For several years, a group of parents in Middleton, Wisconsin, has organized a weekly lunch in Fireman's Memorial Park, next to Middleton High School, where they distribute Bibles and later proselytize to students after school. The so-called "Jesus Lunches" are not sanctioned by the Middleton-Cross Plains School District, and violate a city agreement that allows the school district to determine how the park should be used.
Freedom From Religion Foundation is a secular organization that seeks to defend the First Amendment's Establishment Clause, which guarantees that the government will remain uninvolved with matters of religion. The FFRF will protest at one of the lunches on April 19, according to a statement released by the group.
"FFRF strongly supports -- and actively fights for -- the rights of free speech and free assembly as embodied in the First Amendment," wrote Ryan Jayne, a legal fellow for FFRF, in a letter to the school district's superintendent, Don Johnson.

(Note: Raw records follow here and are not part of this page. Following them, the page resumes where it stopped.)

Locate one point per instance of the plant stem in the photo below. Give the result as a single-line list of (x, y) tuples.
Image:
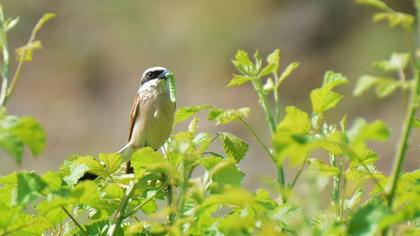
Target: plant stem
[(5, 63), (74, 220), (302, 167), (403, 144), (335, 194), (271, 123), (119, 216)]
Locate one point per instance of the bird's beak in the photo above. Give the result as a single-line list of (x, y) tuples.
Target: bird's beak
[(164, 74)]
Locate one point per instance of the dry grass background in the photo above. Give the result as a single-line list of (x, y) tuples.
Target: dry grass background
[(80, 86)]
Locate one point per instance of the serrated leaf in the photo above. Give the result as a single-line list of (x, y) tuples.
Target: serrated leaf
[(25, 53), (112, 161), (93, 165), (322, 168), (364, 83), (233, 146), (31, 133), (29, 187), (374, 3), (383, 86), (223, 117), (386, 87), (361, 131), (147, 158), (365, 221), (397, 62), (184, 113), (11, 23), (12, 145), (295, 120), (238, 80), (76, 171), (416, 122), (243, 64), (395, 19), (274, 59), (287, 72), (323, 98), (269, 86)]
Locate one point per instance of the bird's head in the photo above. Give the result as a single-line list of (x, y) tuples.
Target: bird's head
[(154, 76)]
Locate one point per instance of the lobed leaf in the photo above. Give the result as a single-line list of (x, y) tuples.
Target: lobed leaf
[(233, 146), (223, 117)]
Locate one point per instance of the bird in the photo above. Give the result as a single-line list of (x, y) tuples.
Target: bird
[(151, 116)]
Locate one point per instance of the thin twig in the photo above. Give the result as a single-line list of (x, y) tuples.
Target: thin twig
[(119, 216), (298, 174), (74, 220)]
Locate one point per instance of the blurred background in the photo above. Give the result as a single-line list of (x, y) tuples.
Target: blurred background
[(81, 85)]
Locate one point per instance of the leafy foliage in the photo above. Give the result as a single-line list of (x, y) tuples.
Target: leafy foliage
[(191, 188)]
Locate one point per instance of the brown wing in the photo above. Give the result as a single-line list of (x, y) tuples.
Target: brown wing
[(133, 114)]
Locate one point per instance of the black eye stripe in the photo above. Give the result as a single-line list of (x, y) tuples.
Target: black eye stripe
[(151, 75)]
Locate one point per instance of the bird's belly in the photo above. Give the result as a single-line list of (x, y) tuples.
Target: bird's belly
[(154, 124)]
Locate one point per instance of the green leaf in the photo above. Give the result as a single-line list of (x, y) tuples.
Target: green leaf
[(184, 113), (233, 146), (76, 171), (322, 168), (223, 117), (364, 83), (112, 161), (397, 62), (11, 23), (93, 165), (222, 171), (29, 187), (416, 122), (323, 98), (383, 86), (287, 72), (243, 64), (25, 53), (268, 86), (12, 145), (295, 120), (386, 87), (361, 131), (31, 133), (396, 19), (44, 19), (274, 59), (238, 80), (147, 158), (375, 3), (365, 221)]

"However, these basic rights have reasonable limits when applied to school campuses. The district is well within its right to regulate large groups targeting district students, especially when those groups violate district rules and regulations," Jayne added.
The FFRF was informed about the lunches by a student who led a plan to organize a protest. The group decided to join the protesting students and plans to offer desserts including cupcakes, cookies and brownies to students, as well as literature on violations of the separation of church and state and publications entitled "What's Wrong with the Ten Commandments" and "Why Women Need Freedom From Religion."
In a statement, the parents organizing the weekly event argued they are legally allowed to have lunch in the park and that students who receive the free food are not required to participate in the religious aspects of the lunches, reports the Wisconsin State Journal.
"We don't think any adults, whether missionaries or atheists or those purveying commercial enterprises, should be allowed to move in opportunistically like this upon what is essentially a captive audience of students," FFRF Co-President Anne Laurie Gaylor said in a statement on the protest.
Middleton Police Chief Charles Foulke has said the lunches will likely continue until the end of the school year, but with police present to supervise.